Misogyny (more laymanly known as an emotion that exudes hatred for women) comes in two forms. One, which publicly brings down, demeans and degrades them. Through abuse. Through objectification. Through inequality.
And then there is the other kind. One that is the silent, invisible kind. Yet, it is also the more dangerous kind. The internalized misogyny.
If you’re wondering what exactly I mean by this, I urge you to watch this commercial. A father visits his married daughter’s house, only to realise that the son and husband play no role in the household chores. While his daughter juggles a demanding career and domestic responsibilities simultaneously. And the realization hits him, that her husband is not to blame for this. It is he, who by never helping his wife in household chores, set the wrong example for his daughter. By allowing her to believe that cooking and cleaning in only a woman’s job. A social norm she probably never questioned. A classic instance of internalized misogyny. And sadly, there are many more.

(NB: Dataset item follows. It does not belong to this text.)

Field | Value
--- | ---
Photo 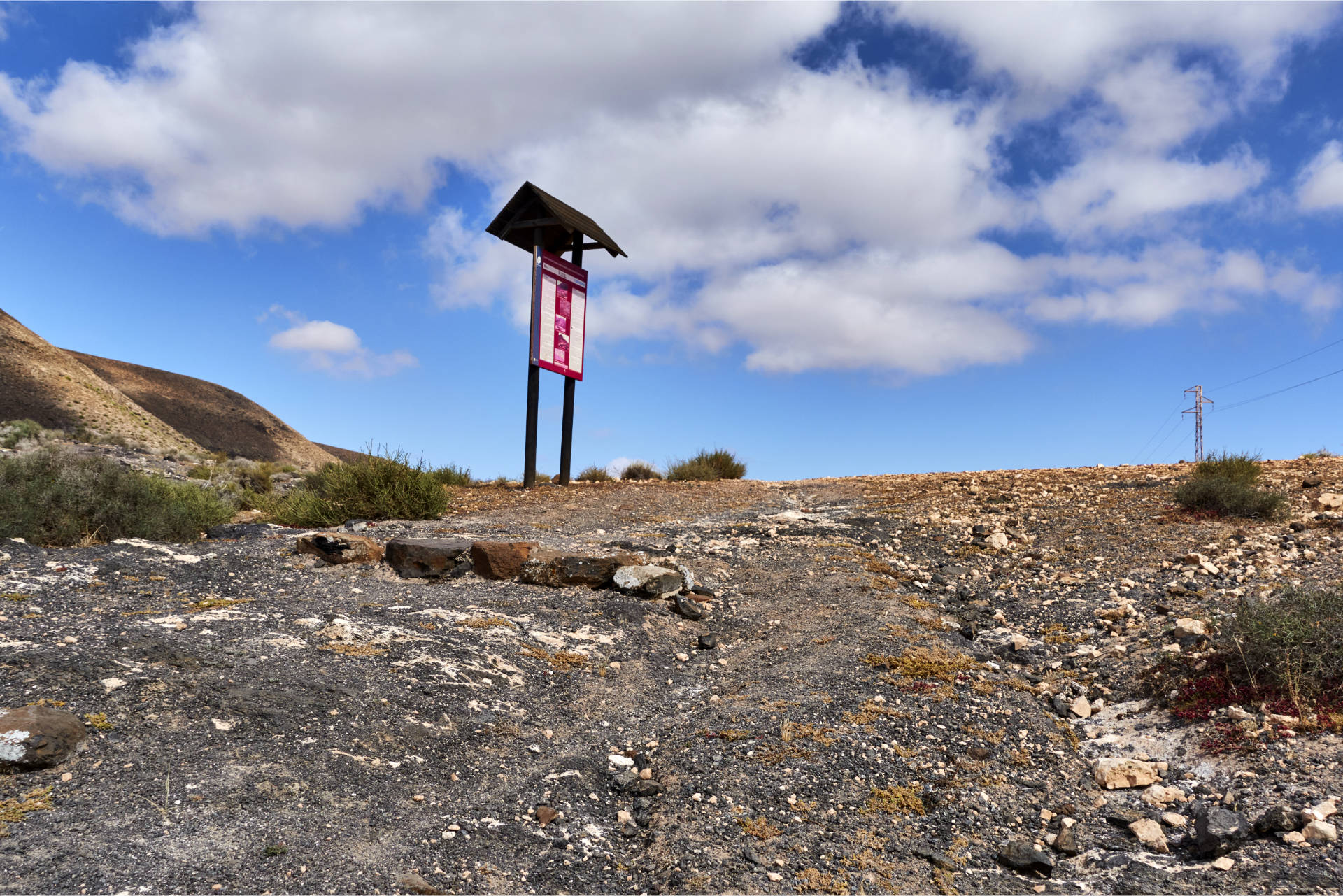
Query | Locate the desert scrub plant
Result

Look around you. When you think of abusive language, pretty much every abusive word is targeted at mothers, sisters and their private parts. Every poem we learnt as kids taught boys to be ‘little men’, and girls to be ‘sugar, spice and everything nice’. Every 90s kid growing up in India will remember a handful of popular Bollywood songs and lullabies, where parents sang different dreams to the children, based on gender. The boys would make their parents proud with their accomplishments, and the girls would grow up to meet princes, who would come on horses and take them to castles. Possibly things are changing, but even the ideal portrayal of what how certain objects, colour and actions have been segregated into sexes, making us categorize them as masculine or feminine.

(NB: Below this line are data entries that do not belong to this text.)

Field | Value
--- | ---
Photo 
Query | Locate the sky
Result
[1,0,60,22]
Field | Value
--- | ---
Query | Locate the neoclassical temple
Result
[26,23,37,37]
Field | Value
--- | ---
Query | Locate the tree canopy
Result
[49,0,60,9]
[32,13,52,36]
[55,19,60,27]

Blue for boys. Pink for girls. Toughness for men. Crying for girls. Guns for boys. Dolls for girls. And the list goes on.
In the era we live in, if a more equal, tolerant and inclusive world has to be promoted, it cannot be only done through posters, social media hashtags, or commercials preaching women empowerment. Like charity, it too must begin at home. Possibly beginning in the kitchen. By working on instinct, not bias. By telling our boys that cooking and cleaning is as must their job as it is of their female counterparts. By telling them that even they have a right to tears, for there is a reason both men and women were born with a tear duct. By telling them that the next time to hurl an abuse directed as somebody’s mother, they might as well abuse their own, for rarely does slang language not meet with something equally crass in response.
And as for our girls, for us to be able to take them from the kitchen (a domain traditionally expected to belong to them), to the boardroom(a domain that traditionally excluded them), that confidence has to be imparted to them at home. Where they have to to be made aware of the world that lies beyond the confines of domestic life. For this is not at attempt at reverse migration – make more men stay at home, and make more women go to work. The core idea is to make both worlds accessible, and accepting of all people, irrespective of gender.
This is not me romanticizing what the ideal world should look like, but being optimistic about it. For I know every long journey starts with a single step. And creation of feminists (which includes both men and women) in the kitchen is possibly the first.